The voice belongs to Farrokhzad, but who’s speaking? Sometimes first-person, sometimes third, neither internal monologue nor outsider testimony, at once collective and personal, this third voice seems to float from speaker to speaker, subject to subject, soul to soul. It’s the voice of a community, but also of its defenders, including those behind the camera. It tends to appear over footage of nature, perhaps recalling Christ’s prediction that if his disciples fall silent, “the stones themselves will cry out”; though if they cry now, it’s likely more out of sorrow than joy. Late in the film, an aging, one-legged man hobbles toward the camera, framed by rows of trees, backed by the setting sun. Meanwhile, Farrokhzad reads a few verses, derived from one of Isaiah’s especially pained laments:

Alas, for the days are fading,
the evening shadows are stretching.
Our being, like a cage full of birds,
is filled with moans of captivity.
And none among us knows how long he will last.
Like doves we cry for justice…
and there is none.
We wait for light, and darkness reigns.

There’s not much anger here, and what little there is, it’s muted by a sorrow so profound and so total that it doesn’t allow for righteous indignation. But it’s a sorrow suffused with hope, and made still more acute for it; in the high-contrast, black-and-white world of The House Is Black, patches of shadow look all the darker next to comparatively blinding streams of light.

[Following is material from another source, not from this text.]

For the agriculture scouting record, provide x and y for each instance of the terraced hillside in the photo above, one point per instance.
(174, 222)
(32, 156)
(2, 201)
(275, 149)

The two seem often at odds, sometimes ill matched: in this instance, that one-legged man marches toward the camera until his body engulfs the frame in dark. For a few seconds, we hear only the repeated clanks of his walking stick. Then, a child’s voice, reading aloud: “Sometimes at twilight we see a bright star.” For most of The House Is Black, light and dark are present onscreen in equal measure, vying for control, but perhaps the lepers’ condition can best be expressed by light’s absence, or at least its deferral—by light as something not yet attained, but longed for, glimpsed, and expected.

The House Is Black (Forough Farrokhzad, 1963)

Near the end of the film, a child sitting in class is asked to name a few beautiful things—the moon, the sun, flowers, playtime—and another a few ugly things. “Hand,” he replies, giggling, “foot, head.” A third has to come up to the blackboard and use the word “house” in a sentence. He hesitates, turns, and slowly writes out, the house is black.

There are many films in which the beautiful and ugly coexist, and many that propose some way of easing the resulting tension, whether by giving one the last word, or (less frequently) by reconciling the two. The House Is Black doesn’t propose a thing. It’s a film not about striving, ascending, or transcending, but about waiting—sometimes patiently, sometimes fitfully. There is beauty, but not enough to compensate for affliction; hope, but no sign of its fulfillment. No sign even of an object on which hope could settle, any potential source of grace.

Well, maybe one. If in watching The House Is Black we witness and even briefly participate in the giving back of humanity to the afflicted, if it was by filming these lepers that Farrokhzad managed to return them their dignity, if not their health, then perhaps The House Is Black is in some meager and incomplete way its own source of grace. For twenty-two minutes, these men and women have the chance to see their shattered bodies re-written in light—if only on a screen, by the flickering glow of a projector. They haven’t been healed, but they’ve seen their present sufferings reproduced in a new, immaterial substance, one untouched by bodily affliction. It isn’t a solution, but it might at least be a promise.